By Natalia Gurushina, Chief Economist, Emerging Markets Fixed Income Strategy

Turkey’s decision to proceed with rate cuts despite high inflation and the weakening currency was not well received by the market. Does this make other EMs “easy targets” for market bears?

Turkey’s decision to proceed with the “recommended” (by higher authority) 100bps policy rate cut left the lira in tatters this morning. The currency weakened by mind-blowing 410bps against the U.S. dollar (as of 9:20am ET, according to Bloomberg LP), crossing yet another important level of 11.0. The market and the analysts are still trying to figure out what President Recep Erdogan’s end-game is, but nothing positive comes to mind other than that a likely collapse in imports will improve Turkey’s trade and current account balances. Lower rates will also boost credit growth, but there is a risk that any GDP growth benefits will be offset by surging inflation.

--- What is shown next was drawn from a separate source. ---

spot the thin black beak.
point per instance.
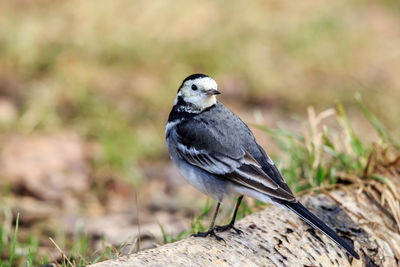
(213, 92)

From the market’s perspective, this morning’s initial price action across EM FX raised concerns that developments in Turkey will be used as a bearish excuse for other emerging markets (EM) assets – especially against the backdrop of the deteriorating growth differentials between EM and developed markets (DM)/US (see chart below), which is an important fundamental consideration for investors. The growth factor was mentioned on more than one occasion after today’s 25bps inaugural rate hike in South Africa. One can argue that the central bank responded proactively to rising inflation, but with the latter still within the target range, some commentators felt that the hike might worsen South Africa’s near-term growth outlook. The growth factor was an important driver behind monetary policy decisions in EM Asia, where two central banks (Indonesia and the Philippines) happily stayed on hold today. No rate hikes, lower inflation pressures, rising vaccination rates – can the expectations that EM Asia will be EM’s “growth champion” in 2022 help to cushion regional assets?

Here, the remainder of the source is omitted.